One way of describing this is a flat name space.

Challenge #2 – Storage Resource Management

Many larger shops have already set up enterprise SRM for all of their servers and storage. How does VI3 fit in here? Yes, VI3 delivers some capabilities within its own VMware world, but what about everything else?

The starting point for enterprise-class SRM is discovery and visualization. What do I have, how does it connect, and how is it all related?

Challenge #3 – Backup and Recovery

Backup and recovery – never a pleasant topic in the physical server world – gets even more thorny and problematic in a virtual server world.

Why is this? Well, for one thing, you want the ability to backup individual virtual machines (and their respective virtual file systems) in addition to backing up entire ESX images and their respective files or disks.

Not only that, but there’s a ton of duplicated data sitting around in VMware environments. Lots of replicated copies of binaries, guest OSes and so on.
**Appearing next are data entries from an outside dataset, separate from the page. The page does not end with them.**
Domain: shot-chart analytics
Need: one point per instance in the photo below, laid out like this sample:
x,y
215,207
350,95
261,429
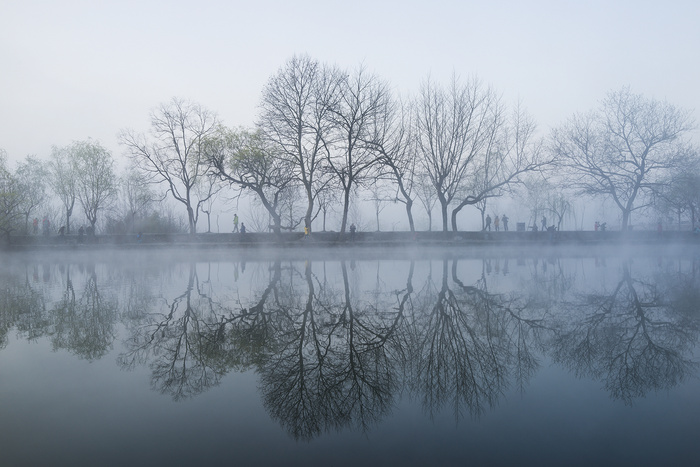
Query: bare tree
x,y
173,153
509,150
33,176
245,159
392,139
96,182
680,193
10,198
452,127
295,118
623,150
63,178
362,101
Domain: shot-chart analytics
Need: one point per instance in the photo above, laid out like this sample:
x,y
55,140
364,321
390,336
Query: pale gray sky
x,y
72,69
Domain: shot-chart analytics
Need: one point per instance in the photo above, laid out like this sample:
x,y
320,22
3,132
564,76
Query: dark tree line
x,y
324,134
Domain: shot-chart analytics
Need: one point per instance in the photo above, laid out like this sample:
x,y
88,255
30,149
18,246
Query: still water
x,y
345,357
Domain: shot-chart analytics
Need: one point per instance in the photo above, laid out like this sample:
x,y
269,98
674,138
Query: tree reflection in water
x,y
332,351
636,338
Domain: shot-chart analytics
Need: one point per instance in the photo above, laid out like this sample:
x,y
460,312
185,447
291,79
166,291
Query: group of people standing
x,y
235,225
497,221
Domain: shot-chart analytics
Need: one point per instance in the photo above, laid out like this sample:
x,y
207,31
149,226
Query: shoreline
x,y
334,240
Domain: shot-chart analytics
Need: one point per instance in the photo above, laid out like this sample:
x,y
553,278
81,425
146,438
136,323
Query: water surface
x,y
345,357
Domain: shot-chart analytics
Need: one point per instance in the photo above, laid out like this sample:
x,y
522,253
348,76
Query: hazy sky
x,y
70,70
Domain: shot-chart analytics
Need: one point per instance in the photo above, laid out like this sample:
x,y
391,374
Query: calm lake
x,y
351,357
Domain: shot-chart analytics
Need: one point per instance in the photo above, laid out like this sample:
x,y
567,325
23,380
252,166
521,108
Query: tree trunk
x,y
411,225
443,212
346,207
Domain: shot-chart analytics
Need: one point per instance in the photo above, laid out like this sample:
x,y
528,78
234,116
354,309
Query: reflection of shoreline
x,y
336,345
168,254
362,239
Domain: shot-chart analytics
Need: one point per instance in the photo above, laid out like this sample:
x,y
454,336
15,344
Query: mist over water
x,y
348,356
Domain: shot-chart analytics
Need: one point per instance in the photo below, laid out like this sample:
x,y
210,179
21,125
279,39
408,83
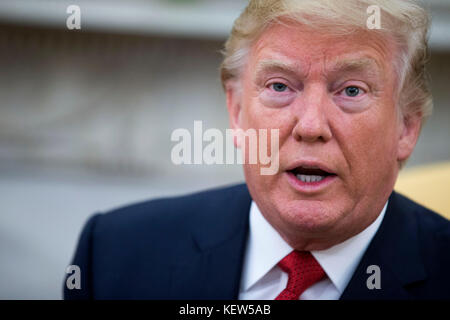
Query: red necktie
x,y
303,271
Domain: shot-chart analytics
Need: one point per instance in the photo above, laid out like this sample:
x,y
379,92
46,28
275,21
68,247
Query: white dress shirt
x,y
262,279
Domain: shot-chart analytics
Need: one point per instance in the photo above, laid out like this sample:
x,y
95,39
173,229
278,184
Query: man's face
x,y
333,101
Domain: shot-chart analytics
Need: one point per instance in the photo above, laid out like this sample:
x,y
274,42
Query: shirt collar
x,y
265,248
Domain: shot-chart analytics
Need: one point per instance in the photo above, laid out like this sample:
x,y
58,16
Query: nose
x,y
310,114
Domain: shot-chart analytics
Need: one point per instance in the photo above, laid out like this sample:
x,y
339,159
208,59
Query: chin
x,y
311,216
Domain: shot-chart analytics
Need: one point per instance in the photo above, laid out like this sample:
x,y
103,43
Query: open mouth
x,y
310,175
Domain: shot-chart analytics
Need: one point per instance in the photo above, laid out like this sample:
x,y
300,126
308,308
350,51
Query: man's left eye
x,y
352,91
279,87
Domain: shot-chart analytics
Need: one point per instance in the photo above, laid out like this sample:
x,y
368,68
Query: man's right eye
x,y
279,87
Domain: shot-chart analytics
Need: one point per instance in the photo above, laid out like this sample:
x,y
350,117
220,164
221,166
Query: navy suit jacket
x,y
192,247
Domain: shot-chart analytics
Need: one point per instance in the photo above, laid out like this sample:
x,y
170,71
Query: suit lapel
x,y
213,270
395,249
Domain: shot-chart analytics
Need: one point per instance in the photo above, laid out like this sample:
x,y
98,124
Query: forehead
x,y
301,48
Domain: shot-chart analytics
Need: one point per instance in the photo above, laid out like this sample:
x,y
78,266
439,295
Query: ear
x,y
408,135
234,106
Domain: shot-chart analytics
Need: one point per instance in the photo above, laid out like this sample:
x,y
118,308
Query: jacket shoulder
x,y
167,212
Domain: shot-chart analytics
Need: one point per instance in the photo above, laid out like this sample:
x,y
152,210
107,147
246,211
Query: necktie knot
x,y
303,271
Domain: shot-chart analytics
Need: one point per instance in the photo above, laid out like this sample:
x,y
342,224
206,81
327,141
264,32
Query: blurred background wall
x,y
86,117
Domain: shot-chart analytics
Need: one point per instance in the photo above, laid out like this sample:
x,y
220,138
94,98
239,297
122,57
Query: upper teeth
x,y
309,178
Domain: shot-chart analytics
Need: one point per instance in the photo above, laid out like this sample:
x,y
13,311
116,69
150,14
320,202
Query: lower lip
x,y
310,187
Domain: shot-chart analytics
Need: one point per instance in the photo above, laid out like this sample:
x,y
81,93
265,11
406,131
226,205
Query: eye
x,y
279,87
352,91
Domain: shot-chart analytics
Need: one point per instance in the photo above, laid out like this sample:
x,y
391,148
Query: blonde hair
x,y
404,21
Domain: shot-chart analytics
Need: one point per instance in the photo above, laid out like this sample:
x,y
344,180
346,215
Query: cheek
x,y
370,149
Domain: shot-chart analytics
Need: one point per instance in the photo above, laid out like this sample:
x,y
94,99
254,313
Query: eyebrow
x,y
276,65
368,65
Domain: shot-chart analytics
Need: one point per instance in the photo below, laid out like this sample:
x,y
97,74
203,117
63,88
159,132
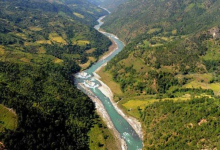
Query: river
x,y
89,82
Challenge #4 – Managing End-To-End Service Delivery

I’ve made the case before that we don’t live in a world anymore where one user uses one application. What the user sees is a logical combination of application services that run on an increasingly complex IT infrastructure stack. And IT finds it harder and harder to drive back to a root cause when there’s a performance or outage that users are noticing…

He also talks about business relationship between EMC and acquired VMware:

Even though VMware is owned by EMC, you’d never know it. For good reasons, it’s run as a completely separate company.

This is good because we believe an operating environment like VMware needs to be free-standing and independent to meet customer needs and be successful. This also has a bit of downside for EMC customers that would like to have “one face” to EMC, which we can’t do in this regard.

Specifically, EMC doesn’t sell VMware. VMware sells VMware.

This independence goes both ways. Customers don’t want one choice to dictate another.

So EMC can’t limit itself to one and only one server virtualization technology. We’re actively working with Xen, Sun’s Zones, IBM’s LPARs, Microsoft’s eventual offering, etc. etc. etc…

Read the whole article at source. Highly recommended.

In my opinion the point around EMC-VMware relationship is not if EMC has to embed or not its subsidiary in a single corporate image (drastically reducing or zeroing chances to make deals with competitors).

The point is: why VMware is not taking a serious advantage of EMC owned technologies after two years already from acquisition?

As far as I know the first useful technology among ones EMC owns, Legato NetWorker backup solution, appears in integration with VMware products for the first time with Infrastructure 3 and Consolidated Backup. And it seems a very limited integration.

Will VMware use just acquired Rainfinity load balancing technology or RSA encryption and authentication technologies within another two years?